The God debate
November 3, 2005
I have felt the call, the call to weigh in on the fray sparked by the “intelligent design” debate recently introduced. My thoughts run this way and that but mostly like this: There is no contradiction here.
Any talk about the nature of God is metaphorical by necessity because there are no words to express the reality. How do you describe a something that caused the whole universe to exist? I personally believe that there is a consciousness that caused us to be, but I wouldn’t want to have to explain my faith to anyone who isn’t interested in what I think, nor would I want it to be taught in schools. It is not science, it is my belief, and I did my best to explain it to my kids when they asked the inevitable question, “Why are we here?” The fact that we have evolved into a species that can question the nature of our existence is, by my way of thinking, a true miracle.
And we have questioned it for all our recorded history. It may actually be the reason for our recorded history. Every culture with the ability to record its history has had at least one creation story, some of which were truly bizarre. The ancient Semites had two that made it into the book we call the Bible and they got some things amazingly right. “Let there be light,” is probably one of the most accurate descriptions of the Big Bang a primitive, nomadic, tribal culture ever came up with. “The fool on the hill sees the sun going down and the eyes in his head see the world spinning round.” The notion that there is one God was also a milestone since many peoples had gods of the wind and the sun and the sea, etc., and they all competed all the time to our great detriment.

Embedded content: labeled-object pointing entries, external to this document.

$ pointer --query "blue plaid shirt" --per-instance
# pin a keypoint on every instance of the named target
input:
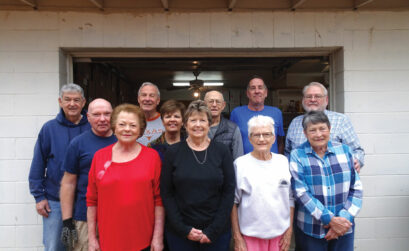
(341, 131)
(324, 187)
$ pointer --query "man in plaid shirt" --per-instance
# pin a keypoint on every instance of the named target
(315, 98)
(326, 187)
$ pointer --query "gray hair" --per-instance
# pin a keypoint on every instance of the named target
(324, 90)
(258, 121)
(71, 87)
(148, 83)
(197, 106)
(313, 118)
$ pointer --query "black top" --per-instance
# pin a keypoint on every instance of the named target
(198, 195)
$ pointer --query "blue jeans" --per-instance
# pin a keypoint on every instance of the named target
(308, 243)
(52, 226)
(177, 243)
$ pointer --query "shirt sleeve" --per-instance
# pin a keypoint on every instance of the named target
(303, 194)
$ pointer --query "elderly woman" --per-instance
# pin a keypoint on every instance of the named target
(263, 204)
(327, 188)
(172, 117)
(123, 195)
(197, 187)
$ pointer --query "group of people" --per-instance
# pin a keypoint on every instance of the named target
(133, 178)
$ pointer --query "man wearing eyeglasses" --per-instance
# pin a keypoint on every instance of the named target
(315, 98)
(221, 129)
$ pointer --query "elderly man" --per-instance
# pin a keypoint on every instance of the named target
(315, 98)
(257, 93)
(326, 187)
(76, 167)
(148, 99)
(49, 151)
(221, 129)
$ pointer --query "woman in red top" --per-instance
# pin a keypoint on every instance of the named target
(123, 196)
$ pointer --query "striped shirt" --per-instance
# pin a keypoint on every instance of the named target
(341, 131)
(324, 187)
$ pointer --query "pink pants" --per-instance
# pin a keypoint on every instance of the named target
(257, 244)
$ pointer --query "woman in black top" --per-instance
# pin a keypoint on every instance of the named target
(197, 187)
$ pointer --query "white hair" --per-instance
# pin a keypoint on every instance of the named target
(258, 121)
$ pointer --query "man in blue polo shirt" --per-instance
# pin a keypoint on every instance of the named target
(76, 166)
(257, 93)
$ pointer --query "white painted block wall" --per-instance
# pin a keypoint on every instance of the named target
(372, 87)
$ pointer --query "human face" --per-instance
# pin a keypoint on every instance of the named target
(256, 92)
(262, 139)
(317, 135)
(197, 125)
(215, 102)
(148, 98)
(72, 104)
(99, 117)
(127, 128)
(172, 121)
(314, 99)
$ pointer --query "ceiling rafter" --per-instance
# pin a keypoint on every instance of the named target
(165, 4)
(98, 3)
(361, 3)
(296, 4)
(31, 3)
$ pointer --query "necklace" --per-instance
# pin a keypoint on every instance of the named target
(197, 160)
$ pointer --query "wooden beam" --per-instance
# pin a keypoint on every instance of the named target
(297, 4)
(232, 3)
(31, 3)
(360, 3)
(98, 3)
(165, 4)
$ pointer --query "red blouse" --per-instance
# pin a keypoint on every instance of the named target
(125, 195)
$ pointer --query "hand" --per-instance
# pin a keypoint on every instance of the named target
(357, 165)
(204, 239)
(69, 235)
(339, 225)
(286, 239)
(43, 208)
(195, 234)
(331, 235)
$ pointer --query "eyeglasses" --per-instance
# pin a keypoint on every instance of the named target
(310, 97)
(265, 135)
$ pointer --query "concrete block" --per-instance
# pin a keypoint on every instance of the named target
(23, 193)
(263, 29)
(156, 30)
(178, 30)
(17, 127)
(29, 236)
(385, 185)
(366, 123)
(7, 146)
(241, 30)
(113, 27)
(283, 30)
(135, 26)
(7, 192)
(384, 206)
(24, 148)
(377, 81)
(7, 236)
(29, 40)
(375, 101)
(220, 30)
(386, 164)
(29, 105)
(28, 20)
(199, 30)
(304, 29)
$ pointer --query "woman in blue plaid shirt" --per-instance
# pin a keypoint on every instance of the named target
(326, 187)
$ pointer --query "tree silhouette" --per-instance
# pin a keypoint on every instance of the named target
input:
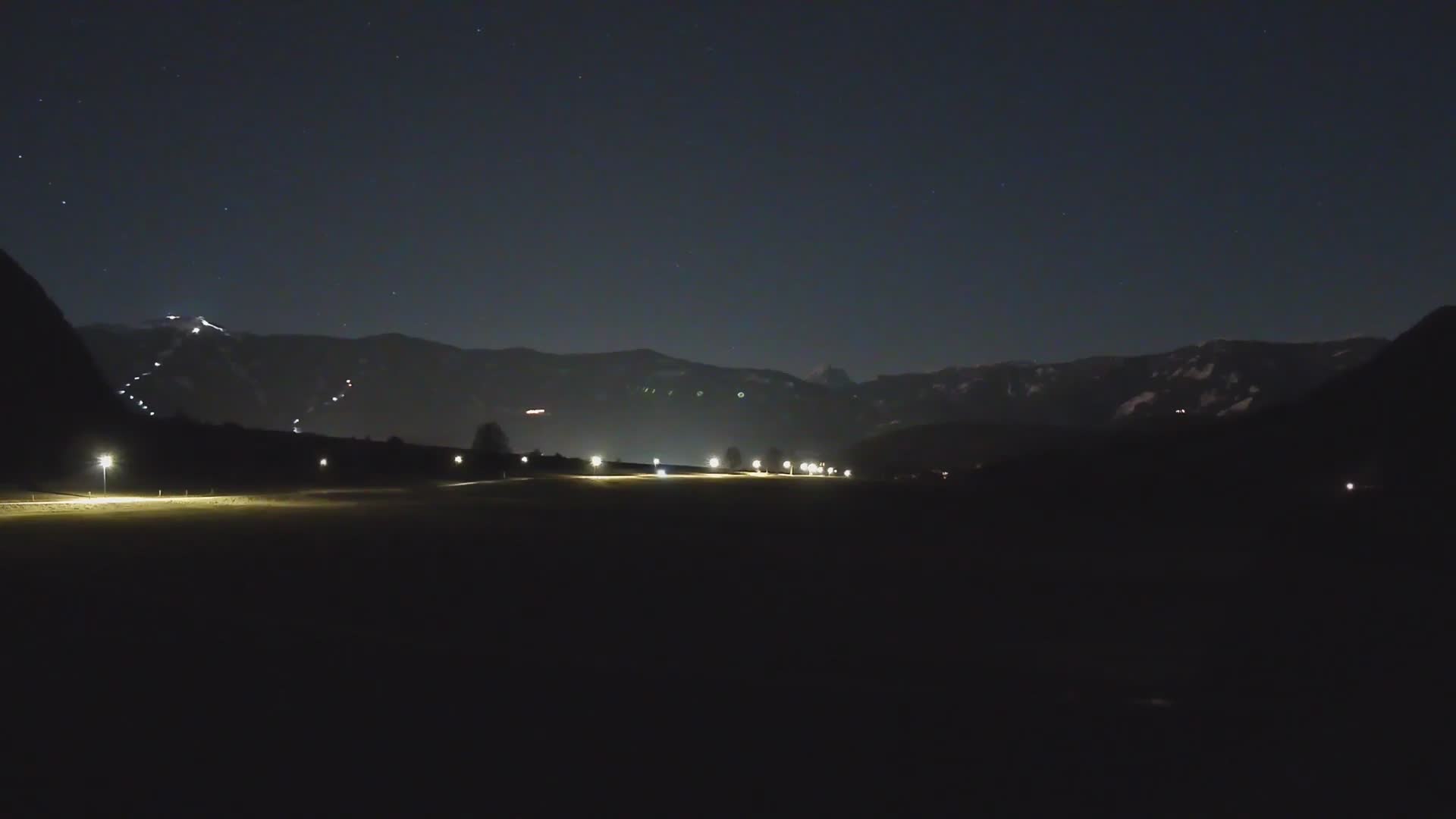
(775, 458)
(490, 438)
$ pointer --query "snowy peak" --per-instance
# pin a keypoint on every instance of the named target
(830, 376)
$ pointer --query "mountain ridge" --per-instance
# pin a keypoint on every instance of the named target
(644, 403)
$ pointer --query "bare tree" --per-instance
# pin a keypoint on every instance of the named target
(491, 439)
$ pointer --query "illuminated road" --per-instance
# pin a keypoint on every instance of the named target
(25, 504)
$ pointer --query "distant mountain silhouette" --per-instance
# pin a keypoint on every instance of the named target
(1391, 422)
(829, 376)
(55, 394)
(1385, 425)
(642, 404)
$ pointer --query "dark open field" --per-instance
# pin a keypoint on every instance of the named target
(726, 646)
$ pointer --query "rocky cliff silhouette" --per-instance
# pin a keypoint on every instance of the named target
(55, 401)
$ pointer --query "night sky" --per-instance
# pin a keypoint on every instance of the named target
(884, 187)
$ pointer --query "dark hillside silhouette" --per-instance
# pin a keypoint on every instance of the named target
(55, 395)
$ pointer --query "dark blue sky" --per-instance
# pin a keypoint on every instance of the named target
(887, 187)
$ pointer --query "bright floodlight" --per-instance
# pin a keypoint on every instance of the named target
(104, 461)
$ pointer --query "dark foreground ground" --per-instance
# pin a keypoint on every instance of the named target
(736, 646)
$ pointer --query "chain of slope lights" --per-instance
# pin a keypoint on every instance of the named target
(348, 385)
(133, 384)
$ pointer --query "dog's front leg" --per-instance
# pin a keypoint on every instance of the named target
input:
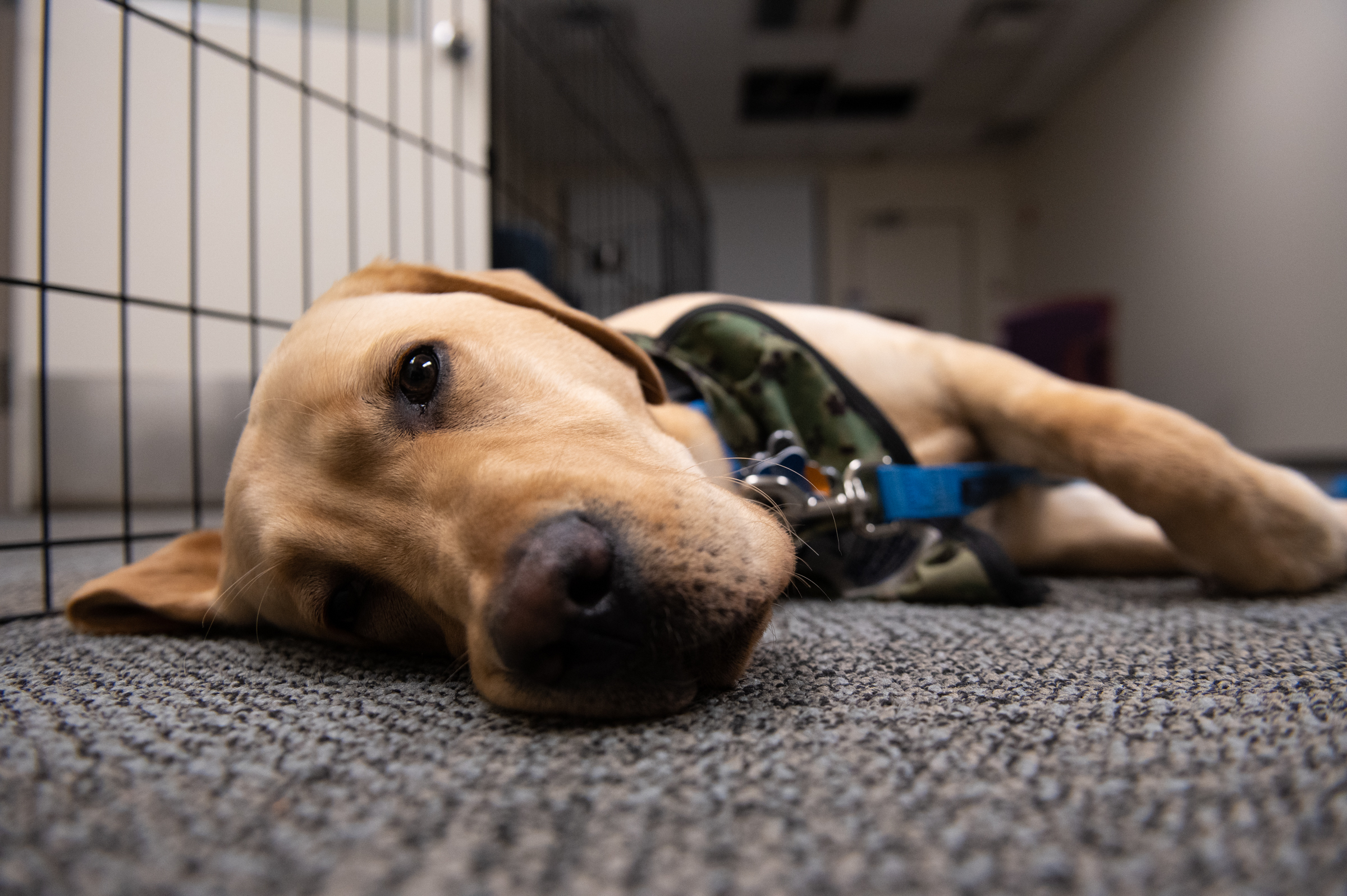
(1250, 525)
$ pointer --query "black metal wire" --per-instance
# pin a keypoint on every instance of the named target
(254, 267)
(123, 324)
(352, 136)
(48, 286)
(306, 227)
(193, 266)
(594, 120)
(421, 142)
(457, 142)
(44, 398)
(428, 160)
(394, 57)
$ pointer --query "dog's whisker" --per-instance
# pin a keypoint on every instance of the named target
(247, 578)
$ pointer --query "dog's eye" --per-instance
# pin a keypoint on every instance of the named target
(419, 375)
(344, 605)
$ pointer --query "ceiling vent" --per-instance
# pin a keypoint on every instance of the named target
(805, 95)
(787, 15)
(1008, 22)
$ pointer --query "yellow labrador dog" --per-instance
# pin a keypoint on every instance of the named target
(464, 464)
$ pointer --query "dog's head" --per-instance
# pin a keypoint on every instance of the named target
(465, 464)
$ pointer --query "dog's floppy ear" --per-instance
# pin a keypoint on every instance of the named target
(172, 591)
(515, 287)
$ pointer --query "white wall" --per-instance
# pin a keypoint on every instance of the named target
(1201, 176)
(973, 193)
(764, 236)
(84, 216)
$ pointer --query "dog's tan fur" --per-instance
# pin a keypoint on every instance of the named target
(553, 411)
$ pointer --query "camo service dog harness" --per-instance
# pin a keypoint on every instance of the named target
(803, 440)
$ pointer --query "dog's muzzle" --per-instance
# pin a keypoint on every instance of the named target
(570, 611)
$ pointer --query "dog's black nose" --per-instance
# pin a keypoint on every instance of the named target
(562, 611)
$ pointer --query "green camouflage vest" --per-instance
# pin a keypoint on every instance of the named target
(755, 380)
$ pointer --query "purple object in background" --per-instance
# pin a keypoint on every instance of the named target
(1071, 337)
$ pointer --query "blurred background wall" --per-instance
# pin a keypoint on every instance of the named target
(1201, 176)
(953, 162)
(1178, 169)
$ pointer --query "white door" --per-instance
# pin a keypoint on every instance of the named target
(914, 267)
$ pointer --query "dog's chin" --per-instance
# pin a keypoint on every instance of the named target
(652, 686)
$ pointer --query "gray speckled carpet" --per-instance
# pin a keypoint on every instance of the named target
(1129, 736)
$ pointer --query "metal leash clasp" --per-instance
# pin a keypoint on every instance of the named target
(854, 503)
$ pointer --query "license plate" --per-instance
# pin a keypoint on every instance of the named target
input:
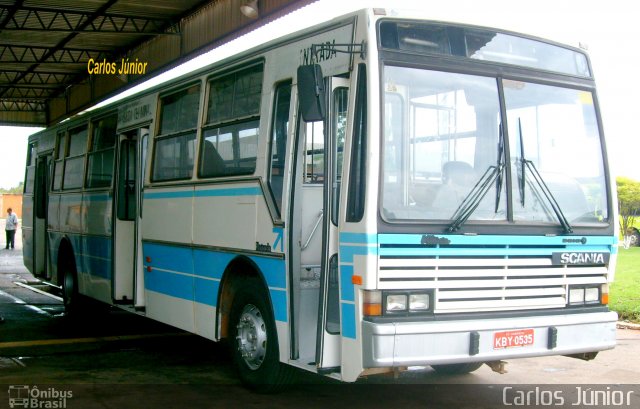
(513, 339)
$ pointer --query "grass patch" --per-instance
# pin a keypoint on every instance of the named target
(624, 294)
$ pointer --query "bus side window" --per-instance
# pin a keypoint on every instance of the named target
(278, 145)
(232, 124)
(127, 181)
(174, 150)
(101, 155)
(61, 150)
(357, 171)
(74, 160)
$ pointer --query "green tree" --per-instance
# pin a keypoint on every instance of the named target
(628, 203)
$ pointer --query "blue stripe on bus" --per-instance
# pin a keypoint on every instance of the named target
(173, 258)
(97, 197)
(497, 252)
(498, 240)
(348, 320)
(240, 191)
(347, 252)
(346, 285)
(227, 192)
(206, 291)
(279, 301)
(203, 270)
(174, 285)
(359, 238)
(168, 195)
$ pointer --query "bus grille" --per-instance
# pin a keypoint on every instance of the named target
(492, 282)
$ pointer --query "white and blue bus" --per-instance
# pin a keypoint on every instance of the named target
(370, 194)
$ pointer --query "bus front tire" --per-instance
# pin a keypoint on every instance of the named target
(456, 369)
(71, 298)
(254, 341)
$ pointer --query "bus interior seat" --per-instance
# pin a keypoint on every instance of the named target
(457, 173)
(212, 162)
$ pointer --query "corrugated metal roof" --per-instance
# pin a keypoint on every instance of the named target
(45, 44)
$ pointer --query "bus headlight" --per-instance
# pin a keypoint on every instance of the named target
(576, 296)
(396, 303)
(407, 302)
(419, 302)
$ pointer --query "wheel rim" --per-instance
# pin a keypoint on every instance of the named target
(252, 336)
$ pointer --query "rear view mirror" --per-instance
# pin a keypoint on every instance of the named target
(311, 93)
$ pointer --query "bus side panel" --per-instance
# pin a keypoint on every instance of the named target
(96, 251)
(27, 233)
(168, 256)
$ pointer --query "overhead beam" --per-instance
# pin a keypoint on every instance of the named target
(35, 54)
(24, 18)
(61, 44)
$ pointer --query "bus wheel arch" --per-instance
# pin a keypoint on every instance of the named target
(238, 273)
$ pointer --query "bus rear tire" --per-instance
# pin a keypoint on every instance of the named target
(254, 341)
(456, 369)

The “how,” however, is a question of mechanics as far as I can see. Consciousness chose to exist and so it did. You can debate that all you want in your Sunday school classes, and maybe I would join you from time to time, but the science of the process of our development is subject to rigorous analysis. “Does it work?” is the mantra of the day, all day, every day. If you take a class in auto mechanics you don’t have to write a paper about why there are cars. You don’t talk about why there are trees in wood shop, and you don’t ask why there are words in English class. You learn how it works, not why it exists. The “why” is by nature unanswerable. The “how” is what we learn in school.
Oh yeah, what about those dinosaur bones, huh? Were they created to make us think there was a past? I believe Occam’s razor is appropriate here: The simplest explanation is usually right. I believe there was a past.